Phil Casseus, a 33-year-old producer and high-school sports coach, was walking down West 97th Street on a recent flawless Monday afternoon when he was hit by a sudden, overwhelming wave of nostalgia. Maybe it was caused by that sterile Duane Reade where the endearingly ragamuffin clothing store Fo Wad used to be. Maybe it was the sight of contented toddlers playing at the Happy Warrior playground, formerly known as the Goat, where Mr. Casseus used to watch the Rock Steady Crew break-dancing back when he was growing up in the middle-class housing development Park West Village. This was in the bad old days of New York—the late 1970’s and early 1980’s.
“I think a lot of the people that are moving into the city don’t have a full understanding of what is being paved over or forgotten about,” Mr. Casseus said. “It’s a hard thing to swallow sometimes.”

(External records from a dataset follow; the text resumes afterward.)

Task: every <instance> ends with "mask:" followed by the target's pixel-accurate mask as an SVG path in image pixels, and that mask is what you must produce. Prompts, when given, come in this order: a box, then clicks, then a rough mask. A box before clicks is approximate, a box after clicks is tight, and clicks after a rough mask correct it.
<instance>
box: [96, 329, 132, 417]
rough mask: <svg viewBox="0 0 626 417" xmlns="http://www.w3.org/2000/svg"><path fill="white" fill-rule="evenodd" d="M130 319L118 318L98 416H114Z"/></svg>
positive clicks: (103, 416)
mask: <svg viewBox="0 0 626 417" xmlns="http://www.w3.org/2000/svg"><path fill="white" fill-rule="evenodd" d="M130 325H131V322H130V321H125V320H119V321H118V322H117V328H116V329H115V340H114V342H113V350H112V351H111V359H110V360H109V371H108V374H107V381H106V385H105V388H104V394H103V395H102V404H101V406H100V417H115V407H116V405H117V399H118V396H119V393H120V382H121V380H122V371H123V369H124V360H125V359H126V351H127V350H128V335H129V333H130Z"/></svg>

A lot has changed from a quarter-century ago or so, when our fair city was best known for graffiti-decorated subways, blasting boom boxes and the faint smell of urine rising from the summer pavement. There were no Tinsley Mortimers, no hedge-fund gods. No $1,000 pizzas or latte factories, no $50 million mansions or elliptical trainers at Equinox. Indeed, in 1975, the city’s government declared bankruptcy. “Ford to City: Drop Dead” blasted the Daily News, after the President refused to bail us out, and, two years later, it seemed like a serial murderer named Son of Sam was determined to deliver the sentence.
The rest of the country thought we were goners, collapsed in a sputter of crime, crack and fiscal disaster. There were landlords burning down their buildings—you couldn’t give ‘em away! Hookers hanging out on 83rd and Broadway—right near Zabar’s!
But you know what? We liked it.
The dog shit was piled so high in the streets you needed a mountain ax just to traverse the sidewalk—but we liked it. The buildings were so blackened by grime you could barely see them in the dark—but we liked it. The subways were so dangerous you felt you were descending into Hell—and we liked it, we loved it, hallelujah!
For a certain generation of New Yorker—a generation that came of age at the city’s economic nadir, but also in the glory days of Bella Abzug, checker cabs and CBGB—this city of yore seems as perversely lovable as some long-lost episode of The Magic Garden.
“It seems kind of weird to say that one would be nostalgic for times when you were scared to get mugged going out at night and riding the subways was taking your life on your hands,” said Dalton Conley, 37, an Alphabet City kid turned New York University sociology professor, who memorialized his childhood in the book Honky. “Yet I think there is something that’s lost.
“The old New York is kind of like an old spouse that you just complained about the whole time,” he said, “but then, when it’s gone, you realize you loved him or her.”